Ongoing protests have drawn attention to the disproportionate use of force, particularly involving Tasers, against black men in the UK, as well as stop and search and custody deaths.

Police data shows that coronavirus fines have been given to disproportionately high numbers of black and Asian people, who are also more susceptible to dying from Covid-19.

The NPCC has committed to publishing its analysis of ethnicity data from the 43 police forces in England and Wales when it is complete.

Nick Thomas-Symonds, the shadow home secretary, welcomed the plan and added: “It is critical that communities have faith in the police and feel that they serve everybody equally, as well as ensuring police officers from black, Asian and ethnic minority backgrounds consider policing an inclusive service.”

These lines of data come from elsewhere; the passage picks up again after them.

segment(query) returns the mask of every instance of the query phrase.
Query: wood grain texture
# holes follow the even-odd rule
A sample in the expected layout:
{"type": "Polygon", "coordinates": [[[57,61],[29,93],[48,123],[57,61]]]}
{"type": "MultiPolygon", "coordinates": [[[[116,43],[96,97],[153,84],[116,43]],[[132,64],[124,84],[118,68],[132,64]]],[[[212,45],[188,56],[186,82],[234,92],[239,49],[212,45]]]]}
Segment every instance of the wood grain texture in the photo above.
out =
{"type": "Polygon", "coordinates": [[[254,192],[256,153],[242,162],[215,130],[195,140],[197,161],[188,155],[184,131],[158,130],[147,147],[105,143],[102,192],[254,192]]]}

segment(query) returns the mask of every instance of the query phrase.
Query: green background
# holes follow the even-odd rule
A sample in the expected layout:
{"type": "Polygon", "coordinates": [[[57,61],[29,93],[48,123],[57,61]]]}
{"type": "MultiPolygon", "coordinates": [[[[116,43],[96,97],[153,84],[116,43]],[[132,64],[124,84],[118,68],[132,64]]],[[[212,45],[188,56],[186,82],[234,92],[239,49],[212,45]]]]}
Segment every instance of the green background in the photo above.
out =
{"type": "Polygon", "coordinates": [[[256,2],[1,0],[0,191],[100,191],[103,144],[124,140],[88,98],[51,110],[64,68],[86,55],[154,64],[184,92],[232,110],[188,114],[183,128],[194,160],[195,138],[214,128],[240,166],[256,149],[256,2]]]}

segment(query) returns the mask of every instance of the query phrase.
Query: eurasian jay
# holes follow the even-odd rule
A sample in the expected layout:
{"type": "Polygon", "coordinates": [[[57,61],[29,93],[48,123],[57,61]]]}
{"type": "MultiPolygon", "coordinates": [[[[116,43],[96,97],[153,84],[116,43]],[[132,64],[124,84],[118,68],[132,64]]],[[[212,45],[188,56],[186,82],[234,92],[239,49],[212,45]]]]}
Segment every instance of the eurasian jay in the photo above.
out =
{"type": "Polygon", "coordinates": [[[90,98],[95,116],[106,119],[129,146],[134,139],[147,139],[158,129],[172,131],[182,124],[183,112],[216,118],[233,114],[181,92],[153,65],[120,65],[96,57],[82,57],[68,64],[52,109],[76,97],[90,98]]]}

The government has been heavily criticised for setting up a new commission on racial inequalities, rather than acting on recommendations made by previous reports, including the 2017 Lammy Review.

David Lammy, a Labour MP who conducted the review and is now shadow justice secretary, said the plans were “written on the back of a fag packet” to “assuage” anti-racism protests.

Senior figures including the head of the Independent Office for Police Conduct, which investigates racism allegations, custody deaths and police brutality, had urged police leaders to listen to Black Lives Matter demonstrations.

Black Lives Matter billboard unveiled in London

Last week, the president of the National Black Police Association (NBPA) told The Independent that protests were forcing the service to confront longstanding issues over the treatment both of minority ethnic officers and the public.

“I hope that 21 years on from the Macpherson Report and 27 years on from Stephen Lawrence’s death, we may be seeing a watershed moment for British policing,” Sgt Tola Munro said.

“We will look at 2020 as the year when things started to change.”

The most recent data shows that just under 7 per cent of police officers in England and Wales are from ethnic minorities, less than half the figure in the general population.

Numbers are increasing slowly, mostly because of a larger proportion of non-white officers joining as new recruits.

However, there are vast differences between groups. Of the approximately 8,300 minority ethnic officers, 42 per cent classify themselves as Asian, 30 per cent as mixed, 18 per cent as black and 11 per cent as Chinese or other.

Home Office data shows that minority ethnic officers are severely under-represented in senior ranks, and they are more likely to resign or be dismissed than their white colleagues.